SQL with pandas Date types. DuckDB recognizes pandas datetimes when registered. For dates as strings in CSV, cast: CAST(Date AS DATE) in SQL.
Window functions verbosity. LAG(col) OVER (PARTITION BY ... ORDER BY ...) is the SQL way. Pandas groupby().shift() is shorter. Pick the right tool.

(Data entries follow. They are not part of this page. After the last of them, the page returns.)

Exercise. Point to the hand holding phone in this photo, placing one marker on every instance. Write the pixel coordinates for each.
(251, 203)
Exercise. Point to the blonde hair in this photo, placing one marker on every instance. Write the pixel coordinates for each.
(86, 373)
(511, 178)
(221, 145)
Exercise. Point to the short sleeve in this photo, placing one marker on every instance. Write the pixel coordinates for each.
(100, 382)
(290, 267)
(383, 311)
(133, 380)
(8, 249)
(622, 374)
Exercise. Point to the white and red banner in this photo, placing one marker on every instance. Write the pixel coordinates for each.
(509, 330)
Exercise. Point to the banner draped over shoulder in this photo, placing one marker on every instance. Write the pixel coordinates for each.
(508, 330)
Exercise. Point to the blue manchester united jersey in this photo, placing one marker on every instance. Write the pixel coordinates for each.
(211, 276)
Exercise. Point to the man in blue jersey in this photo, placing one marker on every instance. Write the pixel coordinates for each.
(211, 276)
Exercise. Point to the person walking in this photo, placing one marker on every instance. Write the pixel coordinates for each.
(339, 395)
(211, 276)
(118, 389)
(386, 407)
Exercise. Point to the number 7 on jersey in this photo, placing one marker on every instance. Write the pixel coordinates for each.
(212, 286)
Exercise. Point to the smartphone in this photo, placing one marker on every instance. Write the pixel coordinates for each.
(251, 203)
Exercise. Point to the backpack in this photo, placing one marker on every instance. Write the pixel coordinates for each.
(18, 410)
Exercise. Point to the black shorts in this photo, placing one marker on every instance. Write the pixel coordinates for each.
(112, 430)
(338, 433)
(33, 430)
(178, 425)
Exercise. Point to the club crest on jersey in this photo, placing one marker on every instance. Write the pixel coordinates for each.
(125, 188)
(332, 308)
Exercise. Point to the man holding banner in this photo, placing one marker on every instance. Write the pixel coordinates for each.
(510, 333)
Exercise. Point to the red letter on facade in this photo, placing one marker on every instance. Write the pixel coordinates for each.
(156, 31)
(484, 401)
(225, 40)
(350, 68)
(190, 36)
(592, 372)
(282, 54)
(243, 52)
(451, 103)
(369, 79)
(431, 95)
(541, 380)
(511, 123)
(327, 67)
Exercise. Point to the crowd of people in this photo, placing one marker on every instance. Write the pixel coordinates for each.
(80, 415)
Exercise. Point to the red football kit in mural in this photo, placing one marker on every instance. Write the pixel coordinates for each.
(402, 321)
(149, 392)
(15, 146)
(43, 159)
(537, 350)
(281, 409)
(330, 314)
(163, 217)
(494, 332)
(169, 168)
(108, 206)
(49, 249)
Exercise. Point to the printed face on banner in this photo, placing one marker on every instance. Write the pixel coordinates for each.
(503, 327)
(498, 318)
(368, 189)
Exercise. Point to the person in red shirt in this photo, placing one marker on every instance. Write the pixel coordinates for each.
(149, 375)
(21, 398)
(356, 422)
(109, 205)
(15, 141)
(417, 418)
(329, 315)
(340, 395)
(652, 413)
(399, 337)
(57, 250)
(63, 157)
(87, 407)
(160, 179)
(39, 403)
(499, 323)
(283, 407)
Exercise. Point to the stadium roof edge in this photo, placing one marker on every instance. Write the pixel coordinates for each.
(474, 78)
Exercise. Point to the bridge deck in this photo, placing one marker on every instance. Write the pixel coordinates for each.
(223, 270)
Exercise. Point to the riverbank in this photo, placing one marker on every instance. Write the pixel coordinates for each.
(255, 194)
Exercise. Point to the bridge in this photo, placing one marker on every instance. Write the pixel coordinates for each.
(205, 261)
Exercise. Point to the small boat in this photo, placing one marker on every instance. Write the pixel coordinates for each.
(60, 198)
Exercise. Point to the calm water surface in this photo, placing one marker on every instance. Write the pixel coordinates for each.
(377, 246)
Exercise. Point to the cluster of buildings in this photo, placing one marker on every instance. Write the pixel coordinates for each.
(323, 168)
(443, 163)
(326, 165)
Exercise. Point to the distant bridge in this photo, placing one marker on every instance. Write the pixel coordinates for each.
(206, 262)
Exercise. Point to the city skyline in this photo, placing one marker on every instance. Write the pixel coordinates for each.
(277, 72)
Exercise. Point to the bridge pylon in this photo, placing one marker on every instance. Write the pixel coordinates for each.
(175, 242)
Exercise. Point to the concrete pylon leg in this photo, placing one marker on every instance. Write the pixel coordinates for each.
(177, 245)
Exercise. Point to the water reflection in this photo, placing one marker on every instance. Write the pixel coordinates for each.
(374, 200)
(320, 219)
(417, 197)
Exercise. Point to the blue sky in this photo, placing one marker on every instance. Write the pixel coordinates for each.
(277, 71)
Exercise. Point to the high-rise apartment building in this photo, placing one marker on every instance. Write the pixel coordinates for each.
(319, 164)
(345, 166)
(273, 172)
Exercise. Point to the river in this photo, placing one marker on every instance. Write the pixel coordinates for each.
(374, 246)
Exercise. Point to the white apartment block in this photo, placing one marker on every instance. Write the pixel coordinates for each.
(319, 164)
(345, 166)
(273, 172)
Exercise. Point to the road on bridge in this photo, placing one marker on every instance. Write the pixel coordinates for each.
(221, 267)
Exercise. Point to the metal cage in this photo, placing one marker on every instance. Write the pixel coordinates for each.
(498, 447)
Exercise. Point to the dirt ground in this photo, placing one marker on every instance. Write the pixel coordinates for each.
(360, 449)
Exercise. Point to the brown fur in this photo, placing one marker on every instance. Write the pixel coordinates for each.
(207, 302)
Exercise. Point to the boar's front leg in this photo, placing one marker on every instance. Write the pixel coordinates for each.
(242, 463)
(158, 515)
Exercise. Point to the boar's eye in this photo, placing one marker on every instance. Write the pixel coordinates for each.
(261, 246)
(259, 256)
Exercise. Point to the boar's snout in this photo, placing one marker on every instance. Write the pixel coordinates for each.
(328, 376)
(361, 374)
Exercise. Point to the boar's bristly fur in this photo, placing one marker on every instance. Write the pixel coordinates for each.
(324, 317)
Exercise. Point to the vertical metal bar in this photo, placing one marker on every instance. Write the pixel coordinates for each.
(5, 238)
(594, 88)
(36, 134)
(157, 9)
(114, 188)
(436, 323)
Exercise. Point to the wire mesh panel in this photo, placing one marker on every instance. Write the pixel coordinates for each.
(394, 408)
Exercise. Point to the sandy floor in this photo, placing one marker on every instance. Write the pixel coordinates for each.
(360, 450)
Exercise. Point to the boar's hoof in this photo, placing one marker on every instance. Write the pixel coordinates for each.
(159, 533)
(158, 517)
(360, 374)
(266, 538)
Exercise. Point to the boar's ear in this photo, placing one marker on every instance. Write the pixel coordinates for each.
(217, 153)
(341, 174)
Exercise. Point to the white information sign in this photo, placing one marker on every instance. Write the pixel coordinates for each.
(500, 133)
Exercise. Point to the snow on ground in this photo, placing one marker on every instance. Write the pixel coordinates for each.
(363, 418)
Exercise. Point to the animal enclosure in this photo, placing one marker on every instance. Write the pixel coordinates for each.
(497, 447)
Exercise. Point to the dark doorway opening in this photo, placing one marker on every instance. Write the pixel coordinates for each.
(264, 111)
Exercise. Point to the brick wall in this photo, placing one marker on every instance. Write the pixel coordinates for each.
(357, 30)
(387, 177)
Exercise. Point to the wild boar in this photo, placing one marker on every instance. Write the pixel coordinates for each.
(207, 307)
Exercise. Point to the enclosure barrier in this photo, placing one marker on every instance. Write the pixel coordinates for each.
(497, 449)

con.unregister. Forget to clean up registered names → memory holds the DataFrame longer than expected. Use a context manager or try/finally for cleanup.
Identifier quoting. Column names with spaces or capitals: "Adj Close" (double quotes in SQL).
DuckDB OR REPLACE. Without it, second run errors. CREATE OR REPLACE TABLE ... makes idempotent.
Polars vs DuckDB. Both fast, both columnar. Polars is pandas-like; DuckDB is SQL. For most “I just want to be faster than pandas,” try Polars first.
Recap
DuckDB reads parquet directly with SQL — no full-load required. con.execute("SQL").df() returns pandas. con.register("name", df) makes pandas queryable in SQL. Hybrid: SQL for heavy aggregation/joining, pandas for time-series ops and final shaping. For >1M rows or >RAM datasets, DuckDB is the answer. For everything below: pandas alone is fine.
Series complete. Build your Monday-morning pipeline — the only way to internalize it.